The assistant general manager of the hotel, Ibrahim Idris said, “If not by the grace of God, most of the hotels in Kaduna would have closed down. Some are closing down temporarily, and if things continue this way, we might also consider following suit.
“With the high cost of diesel and huge electricity bills, we can no longer continue to operate at a loss. You can see that our generator is off because we do not have guests in the rooms. Kaduna is now a no-go-area for non-governmental organizations, and they are the major clients in hotel business.
“We have over 178 rooms and there are only two guests there. I cannot run the generator for them, so I had to beg them because I need funds to pay my 200 staff and run the hotel. We are looking at how we can reduce cost, but sending staff away is not the best solution as it will increase the rate of crime in the state and the country.”
He said government should be more proactive, adding, “We had one or two hits on the train; that should have been a wakeup call on the government, that the train could be targeted;, but instead, they waited until it was attacked.
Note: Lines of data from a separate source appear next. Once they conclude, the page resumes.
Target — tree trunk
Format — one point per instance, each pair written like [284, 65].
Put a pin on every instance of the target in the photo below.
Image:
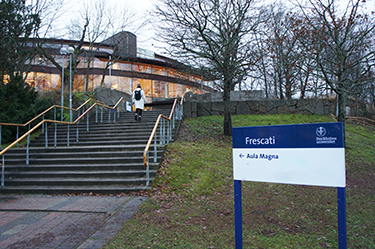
[342, 107]
[227, 115]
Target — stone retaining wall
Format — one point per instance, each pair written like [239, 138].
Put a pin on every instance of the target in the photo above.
[193, 108]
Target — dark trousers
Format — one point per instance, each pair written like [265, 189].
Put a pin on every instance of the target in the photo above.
[138, 112]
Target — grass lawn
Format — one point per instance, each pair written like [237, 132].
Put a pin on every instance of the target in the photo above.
[191, 204]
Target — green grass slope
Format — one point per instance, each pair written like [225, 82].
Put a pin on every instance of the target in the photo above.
[192, 202]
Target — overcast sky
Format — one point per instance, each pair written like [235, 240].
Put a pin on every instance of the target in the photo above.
[146, 34]
[71, 9]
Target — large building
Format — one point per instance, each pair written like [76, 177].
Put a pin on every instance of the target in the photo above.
[115, 63]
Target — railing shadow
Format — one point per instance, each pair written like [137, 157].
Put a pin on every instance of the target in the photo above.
[85, 114]
[167, 124]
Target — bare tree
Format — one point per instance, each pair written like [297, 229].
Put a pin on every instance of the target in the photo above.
[100, 20]
[341, 46]
[211, 35]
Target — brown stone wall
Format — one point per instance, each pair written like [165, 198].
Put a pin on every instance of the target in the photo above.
[305, 106]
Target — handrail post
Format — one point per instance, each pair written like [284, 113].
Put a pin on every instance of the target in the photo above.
[43, 125]
[87, 122]
[18, 130]
[170, 130]
[67, 143]
[101, 114]
[2, 172]
[55, 137]
[155, 150]
[147, 172]
[160, 131]
[46, 136]
[77, 131]
[164, 133]
[27, 148]
[96, 114]
[55, 134]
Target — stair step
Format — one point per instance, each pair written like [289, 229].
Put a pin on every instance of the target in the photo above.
[107, 159]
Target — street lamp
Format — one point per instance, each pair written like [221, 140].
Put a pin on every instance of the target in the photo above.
[70, 51]
[63, 52]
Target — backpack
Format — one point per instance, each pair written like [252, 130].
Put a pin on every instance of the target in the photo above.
[137, 94]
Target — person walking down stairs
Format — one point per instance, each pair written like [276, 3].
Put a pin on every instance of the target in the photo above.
[139, 100]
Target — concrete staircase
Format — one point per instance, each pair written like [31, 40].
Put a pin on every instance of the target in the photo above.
[107, 159]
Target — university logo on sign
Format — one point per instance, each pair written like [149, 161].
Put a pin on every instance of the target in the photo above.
[308, 154]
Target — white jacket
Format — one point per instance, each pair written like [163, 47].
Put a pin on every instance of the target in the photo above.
[139, 104]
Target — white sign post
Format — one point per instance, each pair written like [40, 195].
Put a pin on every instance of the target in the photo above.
[308, 154]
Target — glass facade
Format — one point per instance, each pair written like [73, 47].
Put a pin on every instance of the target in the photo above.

It is now that they are thinking of getting drones that would protect the train.”
He urged the government to speed up the construction of the Abuja-Kaduna road, saying, “If the roads are good and the grasses are clear, I believe the cases of attack on the road would be reduced.
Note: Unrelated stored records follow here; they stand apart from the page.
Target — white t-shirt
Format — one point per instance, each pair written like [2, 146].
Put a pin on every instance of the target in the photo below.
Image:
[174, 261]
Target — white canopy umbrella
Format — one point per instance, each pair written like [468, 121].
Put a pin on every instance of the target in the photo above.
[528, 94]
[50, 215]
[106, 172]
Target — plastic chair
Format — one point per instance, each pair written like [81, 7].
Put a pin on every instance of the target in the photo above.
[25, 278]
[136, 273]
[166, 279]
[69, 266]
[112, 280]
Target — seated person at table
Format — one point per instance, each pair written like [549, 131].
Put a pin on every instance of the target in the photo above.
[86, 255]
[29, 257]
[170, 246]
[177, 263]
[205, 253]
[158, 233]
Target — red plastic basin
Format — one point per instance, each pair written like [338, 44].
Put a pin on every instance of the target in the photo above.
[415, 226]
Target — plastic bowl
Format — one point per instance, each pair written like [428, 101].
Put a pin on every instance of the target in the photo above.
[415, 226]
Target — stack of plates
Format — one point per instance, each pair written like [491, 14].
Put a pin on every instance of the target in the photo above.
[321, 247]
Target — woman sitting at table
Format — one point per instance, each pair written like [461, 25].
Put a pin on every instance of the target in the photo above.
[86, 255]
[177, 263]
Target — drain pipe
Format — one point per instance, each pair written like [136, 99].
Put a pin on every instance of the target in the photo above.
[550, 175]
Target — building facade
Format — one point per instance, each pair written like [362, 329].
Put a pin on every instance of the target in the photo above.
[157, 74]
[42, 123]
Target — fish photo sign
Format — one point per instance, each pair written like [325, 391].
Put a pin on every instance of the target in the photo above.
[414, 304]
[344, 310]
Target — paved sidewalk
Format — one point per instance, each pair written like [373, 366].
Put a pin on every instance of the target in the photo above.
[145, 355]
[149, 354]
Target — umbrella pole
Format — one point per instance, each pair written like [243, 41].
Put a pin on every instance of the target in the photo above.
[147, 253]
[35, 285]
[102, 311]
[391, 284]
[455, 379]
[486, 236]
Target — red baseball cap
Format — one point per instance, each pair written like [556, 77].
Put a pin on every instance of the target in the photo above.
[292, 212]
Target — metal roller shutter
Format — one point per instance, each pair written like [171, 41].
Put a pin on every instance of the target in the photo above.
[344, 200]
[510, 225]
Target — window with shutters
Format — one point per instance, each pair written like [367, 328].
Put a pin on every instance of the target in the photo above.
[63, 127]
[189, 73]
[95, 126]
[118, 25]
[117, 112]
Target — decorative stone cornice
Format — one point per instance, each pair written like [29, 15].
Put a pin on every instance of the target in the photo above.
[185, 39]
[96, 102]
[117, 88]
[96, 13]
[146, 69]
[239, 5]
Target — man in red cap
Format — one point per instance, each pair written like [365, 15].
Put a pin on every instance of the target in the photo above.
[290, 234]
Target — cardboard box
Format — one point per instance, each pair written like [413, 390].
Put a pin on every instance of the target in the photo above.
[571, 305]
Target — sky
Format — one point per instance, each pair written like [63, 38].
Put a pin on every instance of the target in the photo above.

“Government must also address that issue of blockage of the roads by bandits as abandoning the road for the train is not a lasting solution to the problem at hand.”
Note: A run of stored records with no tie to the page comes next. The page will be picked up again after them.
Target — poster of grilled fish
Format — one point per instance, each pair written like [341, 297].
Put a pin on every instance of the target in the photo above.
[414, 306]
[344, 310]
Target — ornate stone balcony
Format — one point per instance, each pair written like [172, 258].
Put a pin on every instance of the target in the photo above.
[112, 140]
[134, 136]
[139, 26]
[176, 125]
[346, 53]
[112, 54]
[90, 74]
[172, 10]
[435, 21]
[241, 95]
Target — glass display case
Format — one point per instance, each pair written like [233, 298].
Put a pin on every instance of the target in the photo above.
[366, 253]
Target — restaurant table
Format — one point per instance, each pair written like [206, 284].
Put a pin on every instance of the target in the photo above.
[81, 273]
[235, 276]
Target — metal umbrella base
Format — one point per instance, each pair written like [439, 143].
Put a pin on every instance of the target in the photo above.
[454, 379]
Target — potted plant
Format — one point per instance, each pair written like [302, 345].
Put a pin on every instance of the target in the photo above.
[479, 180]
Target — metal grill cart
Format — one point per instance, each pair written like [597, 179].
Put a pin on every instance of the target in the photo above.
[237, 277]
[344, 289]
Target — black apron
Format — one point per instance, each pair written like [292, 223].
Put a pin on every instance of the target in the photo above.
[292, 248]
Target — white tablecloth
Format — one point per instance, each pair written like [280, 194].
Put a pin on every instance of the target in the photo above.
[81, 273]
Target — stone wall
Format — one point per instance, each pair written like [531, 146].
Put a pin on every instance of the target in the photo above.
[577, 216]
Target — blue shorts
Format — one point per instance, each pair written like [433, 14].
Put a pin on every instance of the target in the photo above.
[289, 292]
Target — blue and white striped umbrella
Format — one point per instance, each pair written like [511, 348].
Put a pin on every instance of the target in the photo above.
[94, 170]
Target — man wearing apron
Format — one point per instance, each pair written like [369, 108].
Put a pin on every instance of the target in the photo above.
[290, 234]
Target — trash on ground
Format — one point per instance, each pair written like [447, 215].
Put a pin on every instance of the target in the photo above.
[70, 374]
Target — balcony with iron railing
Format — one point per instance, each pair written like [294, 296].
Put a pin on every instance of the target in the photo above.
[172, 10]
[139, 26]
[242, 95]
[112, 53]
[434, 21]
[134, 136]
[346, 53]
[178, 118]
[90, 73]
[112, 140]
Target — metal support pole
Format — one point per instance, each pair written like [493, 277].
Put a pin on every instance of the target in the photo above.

On how much the hotel has lost since the train attack, he said, “When the market was rosy, we made over N100million in a month, but in the last three weeks, we are hardly able to make N2million, I am about to write Kaduna Electric now to plead with them because they brought a bill of N3.5million, which we do not have.
“Our lowest room is N22,000 and our highest is over N100,000, but we are giving the lowest room out at N12,000 just so that we can have something to survive on, so everything is in a shambles and the hospitality industry is dying.”